The below lease agreement disclosures and addendums are not required by New York law. These disclosures can be helpful to include to help reduce future conflicts with tenants or reduce legal liability for landlords.

Optional Disclosure How the Disclosure is Helpful
Asbestos This disclosure informs tenants if there is asbestos at the property. If there is asbestos a tenant can take certain precautions to minimize the chance of disturbing the asbestos fibers.
Landlord’s Name & Address Creates a line of communication for important notices and demands between tenant and landlord. Landlords or any authorized individual to act on behalf of the property should provide contact information (including their address) within or alongside the lease.
Late/Returned Check Fees Landlords should disclose if they will charge a late fee or a returned check fee in the lease agreement. In New York there is a late fee limit which is either $50 or 5% of the rent amount, whichever is greater. Returned check fees are limited to $20 per bad check.
Medical Marijuana Use Inform tenants if medical marijuana use on the property is permittable. Some state laws allow landlords to restrict marijuana usage to non-smoking methods only or inform tenants of designated smoking areas to not interfere with other tenants’ enjoyment of the premises.
Mold Disclosure Informing the tenant of the current mold status of a property protects the landlord against future liability of mold damages.
Move-in Checklist A move-in checklist holds the tenant accountable for future damages that they may cause.
Non-Refundable Fees A non-refundable charge must be written in the lease agreement. If a non-refundable charge is not written in the lease, the tenant may be subject to a refund upon termination of the lease.
Shared Utilities Arrangements For rental units with shared utilities, a landlord should disclose the specifics of how they are shared, and how each party’s bill is calculated. Providing this information to tenants will give them a reasonable expectation of what they owe each month.
Smoking Inform tenants of designated smoking areas to not interfere with other tenants’ enjoyment of the premises.

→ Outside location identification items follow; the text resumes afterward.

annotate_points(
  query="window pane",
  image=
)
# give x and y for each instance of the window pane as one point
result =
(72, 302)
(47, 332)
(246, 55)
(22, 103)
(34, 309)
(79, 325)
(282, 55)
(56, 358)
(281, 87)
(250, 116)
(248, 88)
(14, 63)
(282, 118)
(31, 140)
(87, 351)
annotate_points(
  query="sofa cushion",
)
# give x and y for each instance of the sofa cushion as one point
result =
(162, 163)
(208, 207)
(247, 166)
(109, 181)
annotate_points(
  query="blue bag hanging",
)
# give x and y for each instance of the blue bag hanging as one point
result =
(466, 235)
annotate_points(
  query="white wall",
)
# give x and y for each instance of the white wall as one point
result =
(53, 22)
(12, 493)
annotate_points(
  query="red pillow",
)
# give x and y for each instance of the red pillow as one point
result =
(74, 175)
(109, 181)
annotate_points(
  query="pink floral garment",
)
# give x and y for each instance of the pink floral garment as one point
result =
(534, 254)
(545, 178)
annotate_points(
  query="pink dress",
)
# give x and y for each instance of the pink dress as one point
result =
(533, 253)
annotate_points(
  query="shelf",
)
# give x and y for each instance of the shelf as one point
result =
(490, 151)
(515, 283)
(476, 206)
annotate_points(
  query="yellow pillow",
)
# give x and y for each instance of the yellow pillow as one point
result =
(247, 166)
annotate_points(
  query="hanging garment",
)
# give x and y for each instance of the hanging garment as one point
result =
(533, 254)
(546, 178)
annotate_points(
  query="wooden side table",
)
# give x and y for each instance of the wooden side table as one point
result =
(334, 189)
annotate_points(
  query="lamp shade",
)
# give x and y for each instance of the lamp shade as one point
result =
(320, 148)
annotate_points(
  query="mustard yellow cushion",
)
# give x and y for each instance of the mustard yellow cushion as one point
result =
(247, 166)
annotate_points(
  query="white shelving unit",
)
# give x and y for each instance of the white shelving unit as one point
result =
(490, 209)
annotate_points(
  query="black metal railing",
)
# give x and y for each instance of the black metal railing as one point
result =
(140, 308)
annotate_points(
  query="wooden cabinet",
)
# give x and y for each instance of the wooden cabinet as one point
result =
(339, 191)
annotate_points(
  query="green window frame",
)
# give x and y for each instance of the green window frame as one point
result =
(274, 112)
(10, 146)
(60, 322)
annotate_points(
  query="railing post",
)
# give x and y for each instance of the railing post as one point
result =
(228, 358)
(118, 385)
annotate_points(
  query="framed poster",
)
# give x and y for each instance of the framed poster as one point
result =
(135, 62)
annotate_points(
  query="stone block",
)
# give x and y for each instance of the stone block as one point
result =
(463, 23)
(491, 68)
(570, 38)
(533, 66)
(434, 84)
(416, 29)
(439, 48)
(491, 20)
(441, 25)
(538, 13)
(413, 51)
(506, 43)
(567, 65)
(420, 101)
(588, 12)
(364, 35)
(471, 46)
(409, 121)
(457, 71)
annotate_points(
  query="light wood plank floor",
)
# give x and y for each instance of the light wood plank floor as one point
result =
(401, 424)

Consequences of Not Including Mandatory Disclosures

Disclosures outline the important health, safety, and property information and vary by state. If a landlord does not provide the tenant with the federally or state-mandated disclosures, they could face legal repercussions or monetary penalties.

If a landlord fails to disclose the lead-based paint hazard disclosure, they can face fines of up to $18,364 per violation. (24 CFR § 30.65)

It’s best to check with your local and state laws on which disclosures you must provide to your tenant.